Graffiti on highway underpass.

Making a mark on graffiti

Officer stops prolific vandals

RCMP Cst. Chris Fader says graffiti disrupts the trust residents have in communities and can make people feel unsafe. Credit: Cst. Chris Fader, RCMP


In summer 2014, a surge in graffiti vandalism left downtown Moncton spattered with tags. The spray-painted letters coated underpasses, bus shelters, buildings and fences, defacing private and public property.

"I was noticing graffiti in busy areas, 30 to 40 tags a night from one end of the street to another, and I just thought, 'How are people doing this and we aren't catching them?'" says Cst. Chris Fader, a patrol officer at the Codiac Regional RCMP detachment in Moncton, N.B.

When he noticed that the same few tags — monikers or nicknames written in a unique style — were appearing night after night, he made it his mission to track down and find the vandals.

Since first becoming interested in graffiti crimes in 2012, Fader has turned into Moncton's go-to graffiti guy. He works closely with the city to meticulously document each instance of graffiti, adding the cases to his self-created database. For each file, he adds photos and follows up with complainants.

That's one thing his mentor, Halifax Regional Police officer Cst. Gerry Murney, drilled into him about solving graffiti cases: "Record everything. Report, record, remove."

Murney is part of Halifax police's community response team, and handles most of the city's graffiti cases. He says proactive policing is vital for these types of crimes.
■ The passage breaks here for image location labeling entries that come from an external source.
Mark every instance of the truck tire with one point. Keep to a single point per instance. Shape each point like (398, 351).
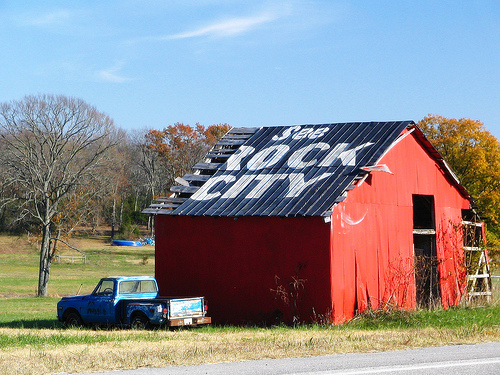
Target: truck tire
(139, 321)
(73, 319)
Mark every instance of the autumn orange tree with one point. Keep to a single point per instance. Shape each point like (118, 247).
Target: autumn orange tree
(473, 153)
(180, 146)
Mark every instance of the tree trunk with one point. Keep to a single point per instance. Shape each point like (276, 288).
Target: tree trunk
(113, 219)
(45, 262)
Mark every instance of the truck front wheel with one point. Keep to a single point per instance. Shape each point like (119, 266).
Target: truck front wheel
(73, 319)
(139, 321)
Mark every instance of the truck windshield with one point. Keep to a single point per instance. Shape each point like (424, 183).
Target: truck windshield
(137, 286)
(105, 288)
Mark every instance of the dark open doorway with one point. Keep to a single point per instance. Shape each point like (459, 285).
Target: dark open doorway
(424, 245)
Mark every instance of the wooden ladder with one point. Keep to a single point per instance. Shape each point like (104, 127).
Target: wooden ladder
(476, 263)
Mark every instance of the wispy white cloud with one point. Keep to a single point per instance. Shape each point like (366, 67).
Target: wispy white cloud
(228, 27)
(113, 74)
(45, 19)
(225, 28)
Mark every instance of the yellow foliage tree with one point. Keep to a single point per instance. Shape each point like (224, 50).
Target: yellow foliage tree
(473, 153)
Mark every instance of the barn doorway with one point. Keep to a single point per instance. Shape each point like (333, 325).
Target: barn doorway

"Many residents don't realize how important reporting can be," he says. "Police need to get out there and talk to business associations, property owners, community groups — just get out there and educate them."
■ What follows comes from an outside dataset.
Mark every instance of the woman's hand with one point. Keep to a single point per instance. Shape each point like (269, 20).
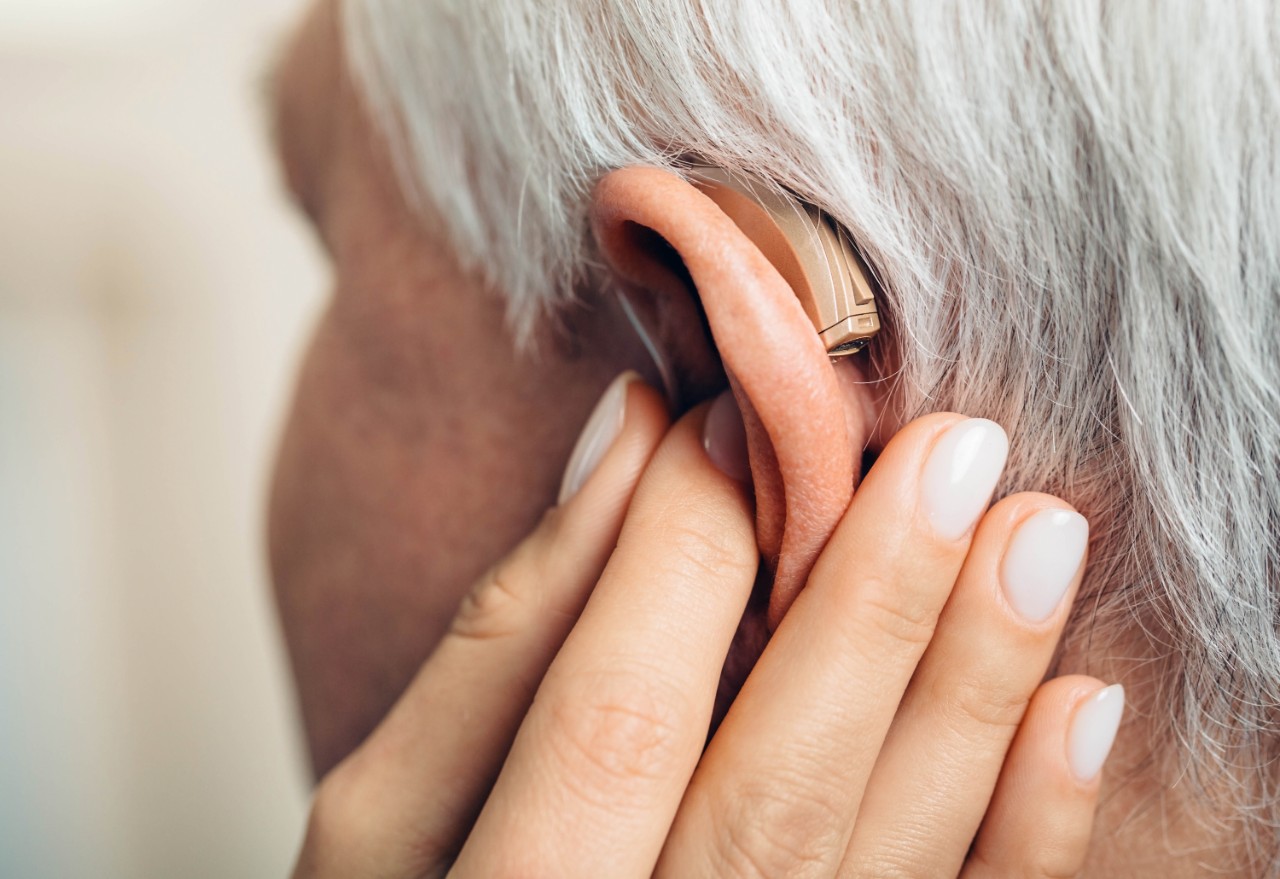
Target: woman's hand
(896, 723)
Following Murney's advice, Fader has fostered relationships with Downtown Moncton Centreville, the local business improvement association. They spend anywhere from $10,000 to $15,000 per year on removing graffiti from public spaces downtown.
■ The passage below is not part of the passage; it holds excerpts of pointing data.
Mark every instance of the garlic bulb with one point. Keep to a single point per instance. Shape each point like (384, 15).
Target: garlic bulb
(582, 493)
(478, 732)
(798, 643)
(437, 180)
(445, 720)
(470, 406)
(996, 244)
"It's a big priority, we don't want our downtown to start feeling derelict or uninviting," says Anne Poirier-Basque, director of Downtown Moncton Centreville.

Follow the paint

After becoming frustrated with the amount of graffiti on the streets of Moncton, Fader noticed two tags in particular were repeated the most: "Nax" and "Four. "

"Writers stick around where they live, where they work and where they play," says Fader.

With this knowledge in hand, he was able to see a pattern in the tags. They followed a trail from Moncton to a town across the river called Riverview, where the suspects likely lived. Through surveillance footage at one of the graffiti sites, Fader was able to tell that the vandals were young adults.

Being a school liaison officer for the Codiac detachment, Fader approached the schools in Riverview. Through the surveillance footage, they made a tentative identification of "Four" and "Nax." They told Fader that if "Nax" was who they thought, he was now attending Sheridan College in Oakville. But that information wasn't enough to make an arrest. So Fader kept investigating and building evidence.

Building a case

With 15 minutes to spare at the end of a shift, Fader sat down at his desk and did an internet search for "Oakville graffiti." Within a few minutes he spotted a match. In a photo on a local blog, Fader noticed the unmistakable "Nax" tag written on an Oakville bus shelter. It was the same tag that was splattered all over Moncton.

"Once I had that last piece of the puzzle, I decided to dedicate my time to deal with all the prolific writers," he says.

Fader was able to arrest "Nax" and tracked down "Four" after he was able to match his shoe prints to the scene of a huge tag on an underpass. Through police interviews, "Four" admitted to his involvement and identified three other writers in the local graffiti subculture.

"Four" was charged for 64 counts of mischief. He subsequently pled guilty and was placed on probation, ordered to perform community service and pay restitution. "Nax" and the other writers faced similar charges.

Fader encourages other officers to take the time to work on graffiti cases in their communities.

"These are solvable crimes," he says. "I've successfully prosecuted graffiti writers without ever seeing them do a tag. It can be done, you just have to put the work in."